Archives Number: 1011/002.001-017#006

Craigie Castle Feb 2d 1847.
Your little, airy postilion came bounding down to me, yesterday, dearest, & was welcomed from afar with a shout of joy. As fresh & free from dust was he as the loving words he bore, & his long journey seemed as light a matter to him as if he were an embodied thought. Two precious letters I have now to thank you for. I felt there was one hovering in the air when last I wrote & sent my heart out to meet it. My letters for the steamer have, since then, kept my pen too busy, or another should have gone to you, but writing begins to grow a fatiguing task to me, so I can not promise to be as faithful in that way as I have been. But pray have no anxious thoughts about me. I am as well & strong as one can be, & the evil influences of the Influenza have entirely departed. I do not [p. 2] feel equal, to be sure, to party-going, neither have I the inclination for it. The ball, you speak of, at Mrs Grays was a handsome one, but nothing remarkable as you conjecture. The Chronotype undertook to be severe upon it, which notice was copied into other papers – why Mr G. excited the editor’s spite I know not. It was in connection with some worthless nephew whose poverty the paper chose to contrast with the expenditures of the ball. I did not go to it, & there was rather a falling off of young damsels on account of Miss Peabody’s death, so I fear Mrs G. wont be much encouraged to another attempt after her long withdrawal from ball-giving. Mrs Tom B. Curtis has had a ball in her new house, opposite the Perkins house in Mt Vernon St, - which I have heard much praised – Lord Elgin was there by way of lion, &, it is said, many lace robes suffered from the spurs of his aide, young Egerton, - who appeared in full uniform – A great piece of affectation – the spurs, by the way.

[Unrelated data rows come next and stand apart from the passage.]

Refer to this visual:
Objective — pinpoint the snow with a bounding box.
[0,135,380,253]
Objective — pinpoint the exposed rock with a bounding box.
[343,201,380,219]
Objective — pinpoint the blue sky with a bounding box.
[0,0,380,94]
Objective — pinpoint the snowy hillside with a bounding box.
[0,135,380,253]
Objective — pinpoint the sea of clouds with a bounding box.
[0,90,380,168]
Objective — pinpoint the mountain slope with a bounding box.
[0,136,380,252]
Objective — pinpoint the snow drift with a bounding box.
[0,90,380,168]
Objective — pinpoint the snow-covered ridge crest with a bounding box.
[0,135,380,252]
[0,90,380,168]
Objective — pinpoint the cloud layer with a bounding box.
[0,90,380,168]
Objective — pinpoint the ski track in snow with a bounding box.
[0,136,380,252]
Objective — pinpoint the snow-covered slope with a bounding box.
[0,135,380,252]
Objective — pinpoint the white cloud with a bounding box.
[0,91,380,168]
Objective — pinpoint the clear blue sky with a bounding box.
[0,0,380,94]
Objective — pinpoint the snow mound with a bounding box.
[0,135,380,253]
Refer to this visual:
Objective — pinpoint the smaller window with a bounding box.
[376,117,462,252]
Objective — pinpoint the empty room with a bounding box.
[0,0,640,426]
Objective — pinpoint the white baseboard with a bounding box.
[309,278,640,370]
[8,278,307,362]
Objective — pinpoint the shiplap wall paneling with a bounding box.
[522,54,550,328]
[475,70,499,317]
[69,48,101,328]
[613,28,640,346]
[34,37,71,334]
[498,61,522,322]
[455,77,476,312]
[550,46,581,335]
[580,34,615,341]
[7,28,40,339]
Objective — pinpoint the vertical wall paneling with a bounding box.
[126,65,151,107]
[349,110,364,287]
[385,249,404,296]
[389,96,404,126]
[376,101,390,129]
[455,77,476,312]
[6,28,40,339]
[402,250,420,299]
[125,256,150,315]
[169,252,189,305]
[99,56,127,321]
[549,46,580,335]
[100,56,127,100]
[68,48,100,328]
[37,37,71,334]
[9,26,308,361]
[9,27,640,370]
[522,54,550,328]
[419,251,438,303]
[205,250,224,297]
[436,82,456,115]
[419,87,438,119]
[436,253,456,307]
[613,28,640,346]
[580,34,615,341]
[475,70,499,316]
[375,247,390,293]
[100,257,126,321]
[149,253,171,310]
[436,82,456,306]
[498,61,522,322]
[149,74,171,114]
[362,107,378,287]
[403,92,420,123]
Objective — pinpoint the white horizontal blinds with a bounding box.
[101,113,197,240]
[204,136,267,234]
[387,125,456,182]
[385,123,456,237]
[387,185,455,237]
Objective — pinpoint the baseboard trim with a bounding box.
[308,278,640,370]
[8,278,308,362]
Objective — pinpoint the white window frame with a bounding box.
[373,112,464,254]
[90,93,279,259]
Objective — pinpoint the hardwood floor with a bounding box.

We had a very pleasant dinner last [p. 3] week at Mrs Bennet Forbes,’ in honor of the Feltons. The Motleys, Stackpoles, Howes, Miss Cary, Sumner & ourselves completed the guests, [crossed out: & all] being well known to each other it was very merry & sociable. The dinner was handsome, but very peculiar, being, literally, all game, but the soup & fish & one solitary dish of sweetheads; par exemple, we had ducks & olives, capon & birds, first course; two pair of wild-ducks & birds again second course! The desert [sic] service of old & modern china was very rich & rare, none of it French but genuine such as we think one plate of a treasure. & could hardly be matched, I imagine, out of Boston, - also the tea equipage of Chinese silver, most massive, with quaint dragons embossed upon it.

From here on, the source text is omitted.